Offham church stands next to Church Farm and about half a mile north of the village it serves. Church Farm probably stands on the site of the manor house. There are no other houses nearby. Churches remote from their settlements are common in Kent (eg Horsmonden, East Peckham, Challock). The village must once have clustered round the church but moved away to a more convenient site at some point in the medieval period.
The church now consists of a short nave with a south porch and a rather longer chancel with a tower on its north side. The nave is Norman, the chancel 13th century as can be seen from its lancet windows, the most westerly of which has been converted into a ‘low-side’ window in the 14th century. The east window with its elaborate tracery is Victorian. The most common positions for towers in medieval churches are over the crossing or at the west end. In Kent, as here, other positions are quite common. Chelsfield, Harrietsham and Dartford, for instance, all have or had north towers.
The whitewashed interior, lit by windows most of which have clear glass, is numinous and beautiful. The nave formerly had a south aisle: the outline of its arcade can be seen embedded in the south wall. Above it is a blocked early 12th century window – there are more such windows in the north wall. The church was presumably truncated because of a fall in population. There are other examples of this elsewhere in the county eg Chalk, Chevening and Kenardington.
The chancel arch is a 14th century replacement for a much bigger Norman predecessor, the outline of which can be seen above the present arch. There are tiny squints on each side of the arch which would have allowed at least some of the congregation seated in the nave to see the elevation of the host at the chancel altar – the key point in the medieval mass. The stone corbel to the left of the arch would have supported the rood loft.

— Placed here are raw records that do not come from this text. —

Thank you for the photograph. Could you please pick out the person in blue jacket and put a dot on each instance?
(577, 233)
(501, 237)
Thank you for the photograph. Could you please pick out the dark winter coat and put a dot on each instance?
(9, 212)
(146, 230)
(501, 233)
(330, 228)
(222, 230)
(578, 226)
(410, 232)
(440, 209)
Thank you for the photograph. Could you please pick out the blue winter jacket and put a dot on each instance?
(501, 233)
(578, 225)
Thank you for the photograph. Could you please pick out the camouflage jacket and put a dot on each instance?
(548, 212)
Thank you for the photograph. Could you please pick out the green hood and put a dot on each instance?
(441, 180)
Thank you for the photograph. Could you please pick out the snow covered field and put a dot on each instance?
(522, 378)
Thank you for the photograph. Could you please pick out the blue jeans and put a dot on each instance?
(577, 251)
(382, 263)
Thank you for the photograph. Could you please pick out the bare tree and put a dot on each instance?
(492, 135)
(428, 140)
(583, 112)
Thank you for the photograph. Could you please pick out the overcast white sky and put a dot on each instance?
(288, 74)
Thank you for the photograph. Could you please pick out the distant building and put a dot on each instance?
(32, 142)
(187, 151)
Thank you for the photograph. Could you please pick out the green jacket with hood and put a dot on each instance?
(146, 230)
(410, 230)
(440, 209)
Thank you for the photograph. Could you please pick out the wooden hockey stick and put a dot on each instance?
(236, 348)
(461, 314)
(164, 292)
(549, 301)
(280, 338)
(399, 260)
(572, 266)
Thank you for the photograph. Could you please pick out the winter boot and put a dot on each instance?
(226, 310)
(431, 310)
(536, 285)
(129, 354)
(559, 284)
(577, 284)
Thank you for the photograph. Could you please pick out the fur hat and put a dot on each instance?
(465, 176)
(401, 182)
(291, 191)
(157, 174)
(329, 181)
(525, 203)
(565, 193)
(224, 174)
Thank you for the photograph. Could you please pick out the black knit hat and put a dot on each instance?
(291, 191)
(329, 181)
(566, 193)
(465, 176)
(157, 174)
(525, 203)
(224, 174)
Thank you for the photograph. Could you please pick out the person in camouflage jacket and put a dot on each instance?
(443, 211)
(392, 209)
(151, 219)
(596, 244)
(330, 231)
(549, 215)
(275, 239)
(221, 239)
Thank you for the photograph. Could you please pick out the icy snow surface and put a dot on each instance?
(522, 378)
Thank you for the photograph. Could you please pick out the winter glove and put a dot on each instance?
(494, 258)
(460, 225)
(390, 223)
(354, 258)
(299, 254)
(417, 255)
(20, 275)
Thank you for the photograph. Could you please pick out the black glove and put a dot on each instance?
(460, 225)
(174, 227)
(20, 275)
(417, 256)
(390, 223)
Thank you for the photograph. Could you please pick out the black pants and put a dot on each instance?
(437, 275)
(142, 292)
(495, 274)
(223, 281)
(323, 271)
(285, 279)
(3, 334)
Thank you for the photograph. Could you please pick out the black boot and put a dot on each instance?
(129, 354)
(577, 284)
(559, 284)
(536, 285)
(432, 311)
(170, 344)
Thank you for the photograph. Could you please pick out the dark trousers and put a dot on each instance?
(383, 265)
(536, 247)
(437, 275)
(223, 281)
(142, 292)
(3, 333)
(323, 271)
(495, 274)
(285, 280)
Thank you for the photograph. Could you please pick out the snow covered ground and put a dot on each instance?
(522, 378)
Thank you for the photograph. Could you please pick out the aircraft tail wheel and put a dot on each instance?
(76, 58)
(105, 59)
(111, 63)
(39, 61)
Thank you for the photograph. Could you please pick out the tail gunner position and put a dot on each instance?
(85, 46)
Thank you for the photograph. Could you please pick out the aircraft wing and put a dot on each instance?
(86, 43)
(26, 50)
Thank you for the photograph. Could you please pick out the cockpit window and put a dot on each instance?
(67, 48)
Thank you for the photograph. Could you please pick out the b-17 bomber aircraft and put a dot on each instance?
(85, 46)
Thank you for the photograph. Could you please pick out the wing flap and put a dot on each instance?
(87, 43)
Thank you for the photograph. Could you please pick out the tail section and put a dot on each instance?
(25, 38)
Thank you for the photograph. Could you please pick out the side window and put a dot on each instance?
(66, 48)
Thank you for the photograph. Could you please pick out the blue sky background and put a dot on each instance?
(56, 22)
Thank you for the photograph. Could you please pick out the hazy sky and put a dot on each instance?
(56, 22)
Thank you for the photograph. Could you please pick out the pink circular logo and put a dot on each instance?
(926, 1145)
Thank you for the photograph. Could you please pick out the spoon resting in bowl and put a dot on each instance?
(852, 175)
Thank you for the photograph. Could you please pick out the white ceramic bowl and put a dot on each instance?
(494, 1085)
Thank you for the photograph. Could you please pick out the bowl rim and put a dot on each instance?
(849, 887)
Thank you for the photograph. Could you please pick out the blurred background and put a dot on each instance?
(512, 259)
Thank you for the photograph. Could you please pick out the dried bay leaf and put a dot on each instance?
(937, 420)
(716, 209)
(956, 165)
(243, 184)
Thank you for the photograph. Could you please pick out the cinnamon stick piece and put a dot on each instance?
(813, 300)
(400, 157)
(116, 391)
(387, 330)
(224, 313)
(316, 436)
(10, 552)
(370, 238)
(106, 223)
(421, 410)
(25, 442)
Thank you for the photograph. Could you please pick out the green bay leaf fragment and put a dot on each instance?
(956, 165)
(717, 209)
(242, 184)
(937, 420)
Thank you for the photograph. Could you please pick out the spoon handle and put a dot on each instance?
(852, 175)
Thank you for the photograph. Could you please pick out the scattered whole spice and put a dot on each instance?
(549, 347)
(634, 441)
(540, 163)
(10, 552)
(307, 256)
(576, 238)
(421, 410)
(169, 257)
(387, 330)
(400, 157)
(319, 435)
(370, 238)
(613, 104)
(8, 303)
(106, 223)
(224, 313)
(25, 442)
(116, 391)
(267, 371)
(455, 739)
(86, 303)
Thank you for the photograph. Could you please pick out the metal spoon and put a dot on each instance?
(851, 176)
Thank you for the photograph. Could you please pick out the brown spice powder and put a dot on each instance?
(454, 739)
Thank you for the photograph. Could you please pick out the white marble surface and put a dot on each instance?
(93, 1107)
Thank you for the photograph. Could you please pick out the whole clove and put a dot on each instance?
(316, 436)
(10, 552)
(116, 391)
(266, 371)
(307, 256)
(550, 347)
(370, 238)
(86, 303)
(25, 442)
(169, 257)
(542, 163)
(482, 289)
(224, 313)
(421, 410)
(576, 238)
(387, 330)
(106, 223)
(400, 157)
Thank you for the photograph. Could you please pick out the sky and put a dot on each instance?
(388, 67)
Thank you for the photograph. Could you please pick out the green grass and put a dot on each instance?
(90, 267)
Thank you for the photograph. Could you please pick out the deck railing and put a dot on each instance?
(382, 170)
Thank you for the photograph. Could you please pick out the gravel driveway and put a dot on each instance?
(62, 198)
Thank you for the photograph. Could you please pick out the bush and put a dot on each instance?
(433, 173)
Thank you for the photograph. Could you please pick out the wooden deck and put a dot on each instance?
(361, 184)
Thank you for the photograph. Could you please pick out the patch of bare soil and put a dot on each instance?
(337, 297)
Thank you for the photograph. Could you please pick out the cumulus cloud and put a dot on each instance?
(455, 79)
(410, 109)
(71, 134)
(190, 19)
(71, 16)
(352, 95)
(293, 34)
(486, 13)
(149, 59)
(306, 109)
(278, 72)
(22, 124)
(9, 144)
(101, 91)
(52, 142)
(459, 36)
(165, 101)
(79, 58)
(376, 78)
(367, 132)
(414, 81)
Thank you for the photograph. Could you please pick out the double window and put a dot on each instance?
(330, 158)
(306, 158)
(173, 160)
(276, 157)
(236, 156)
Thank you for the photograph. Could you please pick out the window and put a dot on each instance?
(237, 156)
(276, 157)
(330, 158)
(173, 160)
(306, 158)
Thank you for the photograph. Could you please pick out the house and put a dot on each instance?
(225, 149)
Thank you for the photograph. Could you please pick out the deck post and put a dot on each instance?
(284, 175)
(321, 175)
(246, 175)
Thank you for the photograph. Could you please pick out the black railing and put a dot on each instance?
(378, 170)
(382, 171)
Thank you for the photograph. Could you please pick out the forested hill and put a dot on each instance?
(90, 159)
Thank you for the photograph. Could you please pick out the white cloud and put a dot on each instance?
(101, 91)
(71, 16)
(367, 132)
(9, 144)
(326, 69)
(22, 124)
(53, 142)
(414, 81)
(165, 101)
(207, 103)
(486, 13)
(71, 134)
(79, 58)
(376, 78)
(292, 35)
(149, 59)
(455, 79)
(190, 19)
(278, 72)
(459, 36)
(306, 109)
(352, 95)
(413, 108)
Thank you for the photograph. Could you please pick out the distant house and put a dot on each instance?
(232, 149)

The tracery of the east window was probably inserted in the restoration of 1872. It is filled with jewel-like glass of 1907 designed by Burlison and Grylls. Photograph 5 depicts St Michael and photograph 6 Dr William Henry Addison and his wife, whom the glass commemorates. Addison, who came from Offham, had emigrated to Natal in 1849.
The inscription on this pretty monument to Eliza Spearman, who died in December 1800, tells us that she ‘met with an instant and untimely Death …… by the overturning of a Stage Coach near Woolwich’.
This headstone in the churchyard lies just east of the porch. It commemorates Mary Smith, who died in 1760 and shows a rather rustically carved angel blowing the last trump – a piece of folk art. There are similar stones nearby. Headstones like this occur in large numbers across Kent, though often less well preserved than this one. There is a particularly fine collection at St Michaels, East Peckham.